In terms of norming and cross-cultural fairness, there were qualitative differences between the normative GAD-7 sample in the original score validation study (adults in the United States receiving services in primary care clinics) and the non-clinical sample of young adult college students in the present study. However, the demographic profile of the present sample is consistent with Sriken et al. (2022), who validated GAD-7 scores with a large sample (N = 414) of undergraduate college students. For example, the demographic profile of the sample in the current study for gender identity closely resembled the composition of Sriken et al.’s sample, which included 66.7% women, 33.1% men, and 0.2% transgender individuals. In terms of ethnic identity, the demographic profile of the present sample was consistent with Sriken et al. for White and Black participants, although the present sample reflected a somewhat smaller proportion of Asian students (19.6%) and a greater proportion of Latinx students (5.3%).
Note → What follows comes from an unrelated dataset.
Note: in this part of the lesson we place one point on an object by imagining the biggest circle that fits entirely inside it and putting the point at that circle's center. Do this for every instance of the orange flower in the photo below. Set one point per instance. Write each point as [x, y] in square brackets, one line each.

Data Analysis and Assumption Checking
The present study included two categorical-level independent variables and one continuous-level dependent variable. The first independent variable, program, consisted of three levels: (a) deep breathing with progressive muscle relaxation, (b) group exercise, or (c) both exercise and deep breathing with progressive muscle relaxation. The second independent variable, time, consisted of two levels: the beginning of the semester and the end of the semester. The dependent variable was participants’ interval-level score on the GAD-7. Accordingly, a 3 (program) X 2 (time) mixed-design analysis of variance (ANOVA) was the most appropriate statistical test for answering the research question (Field, 2018).
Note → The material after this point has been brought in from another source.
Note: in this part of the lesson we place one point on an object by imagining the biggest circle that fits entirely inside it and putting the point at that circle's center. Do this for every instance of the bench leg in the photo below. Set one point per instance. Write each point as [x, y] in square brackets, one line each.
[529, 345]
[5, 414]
The data were examined for the following statistical assumptions for a mixed-design ANOVA: absence of outliers, normality, homogeneity of variance, and sphericity of the covariance matrix based on the recommendations of Field (2018). Standardized z-scores revealed an absence of univariate outliers (z > 3.29). A review of skewness and kurtosis values were highly consistent with a normal distribution, with the majority of values less than ± 1.0. The results of a Levene’s test demonstrated that the data met the assumption of homogeneity of variance, F(2, 121) = 0.73, p = .486. Testing the data for sphericity was not applicable in this case, as the within-subjects IV (time) only comprised two levels.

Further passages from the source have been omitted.